What is "Tech Depreciation?"

A used car lot from the 1950s, named Parker-Robb Chevrolet, and featuring a number of classic Chevys.
by Alden Jewell on Flickr.

As soon as you drive that software off the lot, its value will start going down.

"Tech debt" is a well-known and useful metaphor, but I've found it doesn't describe the whole picture. Technical debt is a choice, a trade-off—sometimes made well—that can be paid down. It describes a situation where we (hopefully) knew we were doing something that was going to impose limits or costs, but we could dig out of it.

Technical depreciation is the term I've started using for other things that make up sustaining engineering work, the things that never go away.

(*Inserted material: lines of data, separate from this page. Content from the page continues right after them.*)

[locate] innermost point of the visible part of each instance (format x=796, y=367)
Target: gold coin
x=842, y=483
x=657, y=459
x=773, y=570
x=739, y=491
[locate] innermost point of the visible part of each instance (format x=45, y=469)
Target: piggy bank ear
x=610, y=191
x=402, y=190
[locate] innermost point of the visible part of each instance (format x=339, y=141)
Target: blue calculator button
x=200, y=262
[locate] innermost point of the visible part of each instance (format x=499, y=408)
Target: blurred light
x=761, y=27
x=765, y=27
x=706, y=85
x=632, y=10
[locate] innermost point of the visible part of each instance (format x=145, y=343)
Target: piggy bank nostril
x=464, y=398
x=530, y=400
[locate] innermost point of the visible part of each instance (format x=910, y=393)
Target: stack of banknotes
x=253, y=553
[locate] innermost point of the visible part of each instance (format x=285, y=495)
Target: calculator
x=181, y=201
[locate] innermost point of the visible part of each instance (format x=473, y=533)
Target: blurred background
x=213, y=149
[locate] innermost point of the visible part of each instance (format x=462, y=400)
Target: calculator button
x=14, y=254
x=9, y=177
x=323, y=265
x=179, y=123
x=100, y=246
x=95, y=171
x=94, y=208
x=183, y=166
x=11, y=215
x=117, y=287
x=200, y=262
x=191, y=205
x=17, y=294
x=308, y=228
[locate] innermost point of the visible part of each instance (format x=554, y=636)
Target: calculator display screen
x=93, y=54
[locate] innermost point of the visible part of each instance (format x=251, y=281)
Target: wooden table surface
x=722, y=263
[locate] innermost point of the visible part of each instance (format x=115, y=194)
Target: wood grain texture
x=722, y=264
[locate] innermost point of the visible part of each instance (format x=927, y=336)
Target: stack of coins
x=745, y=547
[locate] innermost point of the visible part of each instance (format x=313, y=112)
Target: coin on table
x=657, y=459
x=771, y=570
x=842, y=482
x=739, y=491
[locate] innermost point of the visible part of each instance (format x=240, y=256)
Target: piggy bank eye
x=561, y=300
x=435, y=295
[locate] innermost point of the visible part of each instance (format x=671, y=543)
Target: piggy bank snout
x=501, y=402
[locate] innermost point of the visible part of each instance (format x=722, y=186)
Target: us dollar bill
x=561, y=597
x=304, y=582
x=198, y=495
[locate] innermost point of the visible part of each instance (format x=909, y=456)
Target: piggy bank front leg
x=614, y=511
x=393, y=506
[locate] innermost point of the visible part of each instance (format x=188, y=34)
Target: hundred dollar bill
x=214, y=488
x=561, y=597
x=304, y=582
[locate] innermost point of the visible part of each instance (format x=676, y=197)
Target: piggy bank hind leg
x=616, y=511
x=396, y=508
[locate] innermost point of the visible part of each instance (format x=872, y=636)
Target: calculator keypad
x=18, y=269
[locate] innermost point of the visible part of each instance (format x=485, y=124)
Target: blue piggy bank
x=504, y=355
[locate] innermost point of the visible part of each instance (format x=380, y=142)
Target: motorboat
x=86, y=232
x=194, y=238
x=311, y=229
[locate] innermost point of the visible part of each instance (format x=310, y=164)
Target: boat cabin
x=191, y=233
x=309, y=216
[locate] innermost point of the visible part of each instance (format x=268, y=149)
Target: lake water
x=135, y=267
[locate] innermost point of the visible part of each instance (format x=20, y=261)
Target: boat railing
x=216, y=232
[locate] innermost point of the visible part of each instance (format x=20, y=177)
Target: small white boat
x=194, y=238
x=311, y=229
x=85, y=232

Dependencies and Best Practices

One type of tech depreciation comes from dependencies. If you build a container image of an application on an OS, if you use an open source library or framework, those will all need to be updated. Sometimes quickly, in the case of security updates.

Those are also trade-offs, but they're different enough from "technical debt" that I think it's worth talking and thinking about them differently. This is an ongoing source of maintenance, not a hole to dig out of once. Once you build a bridge, you have to keep repainting it. Once you ship a piece of software, you have to (or, at least, really should) keep its dependencies up to date. Otherwise, you do rapidly fall into a hole that requires significant effort to get out of, and that just keeps getting deeper.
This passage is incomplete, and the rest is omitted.